How to Measure Lexical Diversity with R and Python, and Why You Would Want To
Lexical diversity (LD) has been shown to correlate strongly with the scores learners received on their L2 written compositions (e.g., Crossley & McNamara, 2011; Monteiro, Crossley, & Kyle, 2020; Henriksen & Danelund, 2016) as well as with their spoken proficiency (Clenton, et al. 2020; De Jong, Groenhout, Schoonen, & Hulstijn, 2013). For this reason, measures of lexical diversity are often used as a general-purpose measure of learners' spoken and written language (Malvern et al. 2004) or as tools for measuring the complexity of learner-produced texts at the lexical level (Housen et al. 2012).
However, despite the usefulness of lexical diversity, there are several issues related to the use of lexical diversity in language research, including what measures of lexical diversity to use (Jarvis, 2013), the relationship between lexical diversity and text length (Treffers-Daller et al., 2018), and the differences that may exist when measuring lexical diversity from learners of different language backgrounds or levels of linguistic proficiency (Zenkera & Kyle, 2021). Furthermore, the online tools available for measuring lexical diversity (for example, Text Inspector), while useful, can be difficult to use when trying to compare different measures of lexical diversity across multiple texts.
This workshop is aimed to help researchers address this problem by introducing participants to the theoretical foundations behind the different measures of lexical diversity and having them begin to measure lexical diversity themselves using both R and Python. Participants will first learn how to import, clean, and measure texts for lexical diversity using R and RStudio. This includes learning how to: import and prepare the texts, analyze texts using different measures of lexical diversity, and export the results of these measures for use in subsequent statistical analysis. The presentation will finish with a brief introduction as to how a similar analysis can be done using Python, and the packages that exist in this language to prepare and process texts for lexical diversity. It is hoped that at the end of the workshop, participants will have a basic understanding of how these tools can be used in their own research contexts.

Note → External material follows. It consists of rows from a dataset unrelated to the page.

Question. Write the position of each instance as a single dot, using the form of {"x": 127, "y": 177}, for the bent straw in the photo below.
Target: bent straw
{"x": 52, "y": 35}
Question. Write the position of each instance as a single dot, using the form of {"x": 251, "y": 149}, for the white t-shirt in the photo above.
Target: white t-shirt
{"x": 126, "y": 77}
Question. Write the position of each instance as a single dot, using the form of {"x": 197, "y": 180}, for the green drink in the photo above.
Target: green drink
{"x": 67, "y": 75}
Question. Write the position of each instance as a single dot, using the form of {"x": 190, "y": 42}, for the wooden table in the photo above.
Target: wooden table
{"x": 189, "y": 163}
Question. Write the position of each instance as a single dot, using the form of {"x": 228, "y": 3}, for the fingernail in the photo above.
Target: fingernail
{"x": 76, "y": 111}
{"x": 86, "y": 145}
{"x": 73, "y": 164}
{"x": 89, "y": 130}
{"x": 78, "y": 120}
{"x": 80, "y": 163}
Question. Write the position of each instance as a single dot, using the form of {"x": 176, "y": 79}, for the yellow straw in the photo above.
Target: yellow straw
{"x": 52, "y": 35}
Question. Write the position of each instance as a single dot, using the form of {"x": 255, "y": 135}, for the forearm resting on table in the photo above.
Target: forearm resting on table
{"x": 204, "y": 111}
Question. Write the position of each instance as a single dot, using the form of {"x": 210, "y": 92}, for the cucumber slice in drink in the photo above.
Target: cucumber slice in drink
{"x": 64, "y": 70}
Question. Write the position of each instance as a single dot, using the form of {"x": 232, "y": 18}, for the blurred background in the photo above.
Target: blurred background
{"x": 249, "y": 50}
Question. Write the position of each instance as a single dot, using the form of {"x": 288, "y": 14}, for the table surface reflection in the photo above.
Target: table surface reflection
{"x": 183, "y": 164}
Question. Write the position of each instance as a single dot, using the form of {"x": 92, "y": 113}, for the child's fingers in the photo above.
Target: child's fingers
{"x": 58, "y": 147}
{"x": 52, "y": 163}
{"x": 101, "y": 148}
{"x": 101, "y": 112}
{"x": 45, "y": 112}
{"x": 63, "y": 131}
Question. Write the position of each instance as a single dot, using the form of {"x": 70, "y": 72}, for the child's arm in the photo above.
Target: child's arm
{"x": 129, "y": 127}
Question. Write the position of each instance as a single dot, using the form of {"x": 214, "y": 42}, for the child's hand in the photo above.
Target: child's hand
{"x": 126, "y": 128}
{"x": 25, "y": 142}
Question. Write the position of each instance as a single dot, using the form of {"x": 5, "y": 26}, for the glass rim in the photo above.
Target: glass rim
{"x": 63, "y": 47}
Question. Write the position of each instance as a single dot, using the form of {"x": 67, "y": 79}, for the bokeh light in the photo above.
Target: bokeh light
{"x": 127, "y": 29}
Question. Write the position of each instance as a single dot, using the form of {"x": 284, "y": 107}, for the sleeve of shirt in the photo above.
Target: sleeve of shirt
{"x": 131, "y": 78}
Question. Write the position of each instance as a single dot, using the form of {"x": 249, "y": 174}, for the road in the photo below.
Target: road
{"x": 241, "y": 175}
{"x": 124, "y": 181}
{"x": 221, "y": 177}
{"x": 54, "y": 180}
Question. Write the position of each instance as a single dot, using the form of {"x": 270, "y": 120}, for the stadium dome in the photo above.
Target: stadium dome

Participants will learn how to: Install and load a library into RStudio, Open and read a text file in R, Lemmatize the text, Write a simple script to count the types and tokens in the lemmatized text and calculate the Lexical diversity using TTR and Guiraud's Index, Write a simple script to calculate the lexical diversity of the file using MTLD, Use a for-loop to repeat the process over multiple files, Export the results to a csv file
Gavin Brooks is an Associate Lecturer at Nagoya University of Commerce and Business in Japan. His research interests include research into second language vocabulary, especially the vocabulary needs of EAL students, and measures of the lexical diversity and frequency in learner-produced texts. He has also researched the development and usage of learner corpora in both the EFL and ESL contexts.